Well, suddenly people who seem forever tripping off to this or that resort are asking me about camping, and you know what that means? In a few months we'll be crowded out of our favourite camping spots.
In my column in The Herald today I describe what I see as the five levels of camping, ranging from the set-up that fits in a car boot through the tent covered with a gable-roofed silver tarp to a caravan with canvas sides or, at least, canvas bedroom walls.
My family has been camping, once each year for, typically, three weeks, for almost three decades, and in that time we've vacillated often between having ridiculously excessive equipment and marginally excessive equipment. We've never camped from the car boot.

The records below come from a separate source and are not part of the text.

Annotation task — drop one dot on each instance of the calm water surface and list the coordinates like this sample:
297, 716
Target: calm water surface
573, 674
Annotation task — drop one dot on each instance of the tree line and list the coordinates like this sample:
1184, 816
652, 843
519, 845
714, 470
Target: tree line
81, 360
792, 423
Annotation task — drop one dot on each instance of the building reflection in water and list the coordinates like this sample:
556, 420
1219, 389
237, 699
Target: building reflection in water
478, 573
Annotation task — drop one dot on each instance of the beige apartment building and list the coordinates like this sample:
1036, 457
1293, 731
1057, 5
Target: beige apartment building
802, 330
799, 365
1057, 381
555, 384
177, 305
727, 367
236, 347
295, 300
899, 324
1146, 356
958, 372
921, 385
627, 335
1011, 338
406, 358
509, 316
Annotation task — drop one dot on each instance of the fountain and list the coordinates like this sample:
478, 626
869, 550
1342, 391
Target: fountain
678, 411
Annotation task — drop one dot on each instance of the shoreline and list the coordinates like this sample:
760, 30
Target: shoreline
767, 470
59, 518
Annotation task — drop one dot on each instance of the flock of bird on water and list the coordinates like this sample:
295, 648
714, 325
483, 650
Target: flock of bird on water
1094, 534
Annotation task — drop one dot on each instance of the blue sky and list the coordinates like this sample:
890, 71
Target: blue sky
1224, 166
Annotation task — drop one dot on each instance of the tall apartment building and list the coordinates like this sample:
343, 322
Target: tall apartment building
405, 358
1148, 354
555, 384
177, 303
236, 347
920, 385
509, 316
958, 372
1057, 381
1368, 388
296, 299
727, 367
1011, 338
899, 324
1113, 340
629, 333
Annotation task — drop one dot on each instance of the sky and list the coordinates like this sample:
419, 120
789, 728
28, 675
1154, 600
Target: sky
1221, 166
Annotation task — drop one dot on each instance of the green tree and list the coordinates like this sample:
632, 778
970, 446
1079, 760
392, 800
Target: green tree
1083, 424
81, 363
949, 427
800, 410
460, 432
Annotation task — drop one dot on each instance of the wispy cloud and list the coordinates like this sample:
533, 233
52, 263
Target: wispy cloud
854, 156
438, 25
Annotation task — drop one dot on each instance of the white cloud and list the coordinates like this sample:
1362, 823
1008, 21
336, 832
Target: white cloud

If I were to give just two tips to new family campers it would be, one, to put a long and sturdy ridge pole under the length of the silver tarp to stop wind or water destroying it, and, two, to buy a gas-240volt camping fridge (they're 12volt too, but forget that), a piece of equipment they'll have for years and one that beats the vagaries of ice every day.
Do you have any tips for new and old campers? And if you're new to camping, you're free ask questions.